According to one study, which involved 21 HIV patients, splenectomy did not increase the risk of patients progressing to AIDS.
Thoracic (chest) surgery
Since HIV infects and destroys immune cells in the body, HIV patients are vulnerable to a multitude of infections. Lung infections, which may be caused by Pneumocystis jiroveci pneumonia (formerly called Pneumocystis carinii pneumonia, PCP), mycobacterium avium complex (MAC), tuberculosis, and fungal infections often require invasive diagnostic procedures, such as bronchoalveolar lavage or an open lung biopsy. Like any surgical procedure, there are potential heath risks. It remains unclear whether HIV patients are more likely to develop complications than HIV-negative patients.
Bronchoalveolar lavage: A bronchoalveolar lavage (BAL) is commonly performed to determine whether patients have lung infections, such as PCP. During the procedure, a thin, flexible tube, called a bronchoscope, is passed through the mouth or nose and into the lungs. Saline is squirted into a small part of the lung and then collected for analysis. Common complications include infection and bleeding.

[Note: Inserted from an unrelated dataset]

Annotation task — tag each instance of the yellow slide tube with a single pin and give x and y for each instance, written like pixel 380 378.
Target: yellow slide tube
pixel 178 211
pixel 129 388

Transbronchial biopsy: During a transbronchial biopsy, a bronchoscope is inserted through the patient's mouth or nose and into the lungs. Then, tiny forceps are inserted into the hollow tube of the bronchoscope. A small amount of lung tissue is removed for analysis. Patients may need to stay overnight at the hospital after the procedure is performed.
Pneumothorax, an accumulation of air between the outer lining of the lung and the chest wall that causes the lung to collapse, occurs in about two percent of transbronchial biopsies. There is also a risk of bleeding and infection after the procedure.
Open lung biopsy: An open lung biopsy is a diagnostic procedure with 100% sensitivity and specificity because it provides the greatest amount of tissue for diagnosis. However, since a lung biopsy is the most invasive test, it should only be performed when all other diagnostic tests are inconclusive. The procedure is performed in a hospital while the patient is under general anesthesia. A tube will be placed through the mouth and into the airway that leads to the lungs. After cleaning the skin, the surgeon makes a cut in the chest area and removes a small piece of lung tissue. The wound is closed with stitches. A chest tube may be left in place for one to two days to prevent the lung from collapsing. The tissue sample is taken to a laboratory for analysis.
Complications are more likely to occur in patients who have lung diseases or severe breathing problems. Complications associated with open lung biopsies include infection, bleeding, pneumothorax, spasms of the bronchial tubes, and irregular heartbeat.